New $5m microscope installed at University of Queensland


Tuesday, 11 September, 2018


New $5m microscope installed at University of Queensland

The University of Queensland has installed a new $5 million Hitachi HF5000 200 kV Transmission Electron Microscope that can see objects smaller than the very smallest atom — a hydrogen atom.

Advanced health tools, battery technology and nanomaterials are all potential developments that could flow from the microscope at the newly renovated Hawken Microscopy Facility at UQ’s Centre for Microscopy and Microanalysis.

Centre Director Professor Roger Wepf said the new technology would help bring together researchers from quantum physics to molecular biology, potentially leading to groundbreaking technologies.
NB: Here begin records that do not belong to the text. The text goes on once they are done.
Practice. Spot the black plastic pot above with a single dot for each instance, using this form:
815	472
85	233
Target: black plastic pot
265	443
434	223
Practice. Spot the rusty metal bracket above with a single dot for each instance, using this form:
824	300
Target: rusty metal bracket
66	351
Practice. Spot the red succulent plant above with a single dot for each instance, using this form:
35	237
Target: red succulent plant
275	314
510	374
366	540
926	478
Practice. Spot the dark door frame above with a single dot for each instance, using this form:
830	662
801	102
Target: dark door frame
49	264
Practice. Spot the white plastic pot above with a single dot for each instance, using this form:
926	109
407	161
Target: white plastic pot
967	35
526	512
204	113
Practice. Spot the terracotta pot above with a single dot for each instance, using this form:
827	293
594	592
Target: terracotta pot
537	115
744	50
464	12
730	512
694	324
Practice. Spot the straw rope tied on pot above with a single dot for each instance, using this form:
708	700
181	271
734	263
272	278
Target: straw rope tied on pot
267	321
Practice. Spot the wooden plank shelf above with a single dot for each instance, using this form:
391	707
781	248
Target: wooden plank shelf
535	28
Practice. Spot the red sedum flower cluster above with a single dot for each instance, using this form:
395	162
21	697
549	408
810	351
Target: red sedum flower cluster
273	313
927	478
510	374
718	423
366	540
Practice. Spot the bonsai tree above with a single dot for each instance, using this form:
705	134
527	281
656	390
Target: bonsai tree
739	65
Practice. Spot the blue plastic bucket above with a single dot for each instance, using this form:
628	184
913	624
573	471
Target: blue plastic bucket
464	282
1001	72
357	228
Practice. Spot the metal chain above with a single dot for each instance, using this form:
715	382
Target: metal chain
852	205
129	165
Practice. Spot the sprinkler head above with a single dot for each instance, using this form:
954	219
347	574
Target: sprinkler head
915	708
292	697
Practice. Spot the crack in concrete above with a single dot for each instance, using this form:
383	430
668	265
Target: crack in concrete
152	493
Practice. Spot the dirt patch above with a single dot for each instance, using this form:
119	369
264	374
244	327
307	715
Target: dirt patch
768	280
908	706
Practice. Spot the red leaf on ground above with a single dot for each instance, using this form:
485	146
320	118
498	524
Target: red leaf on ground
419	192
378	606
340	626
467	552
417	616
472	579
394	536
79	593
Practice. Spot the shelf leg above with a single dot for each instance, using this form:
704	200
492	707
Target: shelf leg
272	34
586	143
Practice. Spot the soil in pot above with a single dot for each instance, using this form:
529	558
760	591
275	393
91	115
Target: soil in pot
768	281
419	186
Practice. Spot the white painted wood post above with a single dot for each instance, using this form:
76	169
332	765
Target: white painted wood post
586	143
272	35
“This microscope has enough power to see to a millionth the diameter of a human hair, which means you can see even small variations in the spacing between atom lattices in metals and semiconductors,” he said.

“Getting down to this infinitesimally microscopic level is going to open up discoveries in the fields of health, synthetic biology, advanced materials and unique electronic devices.

“Imagine being able to manipulate ultrathin electronic or magnetic materials in real time, test nanoscale battery models or see how a drug is delivered to a cell on a molecular or atomic scale.”

Professor Wepf said the microscope provided a unique research platform. He said Hitachi, along with other partners, including scientific equipment specialists NewSpec, were keen to push technological boundaries in efforts that would help position Queensland at the centre of a sixth technological wave, the so-called sustainable ‘green wave’.

Professor Wepf was joined at the launch by Hitachi Vice President and Executive Officer Mikio Takagi, Member for Redlands Kim Richards MP, UQ Provost Professor Aidan Byrne and NewSpec CEO Graeme Jones.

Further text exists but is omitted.